As you know from the previous article, in 2012 if an individual is receiving wage income in excess of $14,640, for every $2 of earnings over that amount, benefits received are reduced by $1. If there is no one else receiving benefits on his or her record, the individual would lose benefits by $1 for each $2 over the limit.
However, if someone else is receiving benefits on the same record, such as a spouse and/or a child, the total amount of reduction remains the same, but the reduction is spread pro rata across all benefits being received on that person’s record.

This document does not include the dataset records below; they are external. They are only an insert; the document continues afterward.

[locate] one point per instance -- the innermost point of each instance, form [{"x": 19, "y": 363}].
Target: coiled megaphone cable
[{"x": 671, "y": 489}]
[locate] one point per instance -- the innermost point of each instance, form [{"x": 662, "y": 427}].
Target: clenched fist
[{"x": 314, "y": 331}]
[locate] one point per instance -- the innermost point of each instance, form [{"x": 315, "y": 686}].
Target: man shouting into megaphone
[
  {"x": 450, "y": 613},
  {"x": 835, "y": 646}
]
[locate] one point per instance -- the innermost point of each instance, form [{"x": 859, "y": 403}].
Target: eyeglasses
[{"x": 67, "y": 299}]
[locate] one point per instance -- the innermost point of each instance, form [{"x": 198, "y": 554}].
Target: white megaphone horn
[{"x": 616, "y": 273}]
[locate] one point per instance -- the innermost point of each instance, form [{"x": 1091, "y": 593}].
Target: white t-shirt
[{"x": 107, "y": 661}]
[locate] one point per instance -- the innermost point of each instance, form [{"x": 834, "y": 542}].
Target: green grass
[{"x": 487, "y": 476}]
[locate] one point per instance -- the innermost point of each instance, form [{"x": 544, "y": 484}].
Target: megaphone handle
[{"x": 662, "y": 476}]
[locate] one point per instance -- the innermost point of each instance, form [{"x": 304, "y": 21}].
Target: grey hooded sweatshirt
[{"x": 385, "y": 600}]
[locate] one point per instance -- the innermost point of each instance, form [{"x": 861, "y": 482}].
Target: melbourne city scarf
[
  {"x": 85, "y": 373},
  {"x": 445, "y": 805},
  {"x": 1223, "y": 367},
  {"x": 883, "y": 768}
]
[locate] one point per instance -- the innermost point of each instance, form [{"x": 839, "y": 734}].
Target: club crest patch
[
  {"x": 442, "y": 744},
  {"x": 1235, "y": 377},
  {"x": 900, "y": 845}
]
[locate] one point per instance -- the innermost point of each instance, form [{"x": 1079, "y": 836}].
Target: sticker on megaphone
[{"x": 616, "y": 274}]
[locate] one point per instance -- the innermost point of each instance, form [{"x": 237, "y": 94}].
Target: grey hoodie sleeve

For example, let’s say that John has a PIA (Primary Insurance Amount) of $2,000, and is age 62. He files for his own benefit, at a reduced amount of $1,500 per month. At the same time, John’s wife, Priscilla (age 66) who has no earnings record of her own, files for Spousal Benefits on John’s record. The Spousal Benefit to Priscilla is $1,000 per month.
John is still working, earning a total of $20,000 per year, which is $5,360 more than the earnings limit. That amount will reduce the benefits for both John and Priscilla by $2,680 – prorated between the two benefits. So once the amount of earnings is known (typically by the following year), benefits of $1,072 will be withheld from Priscilla’s checks, and $1,608 from John’s checks. The math is as follows:
$2,680 x ($1,500 / $2,500) = $1,608 (John’s reduction)
$2,680 x ($1,000 / $2,500) = $1,072 (Priscilla’s reduction)
The same would go for any other people that are receiving benefits based on John’s record – the total reduction is limited to the overall $1 for every $2 rule.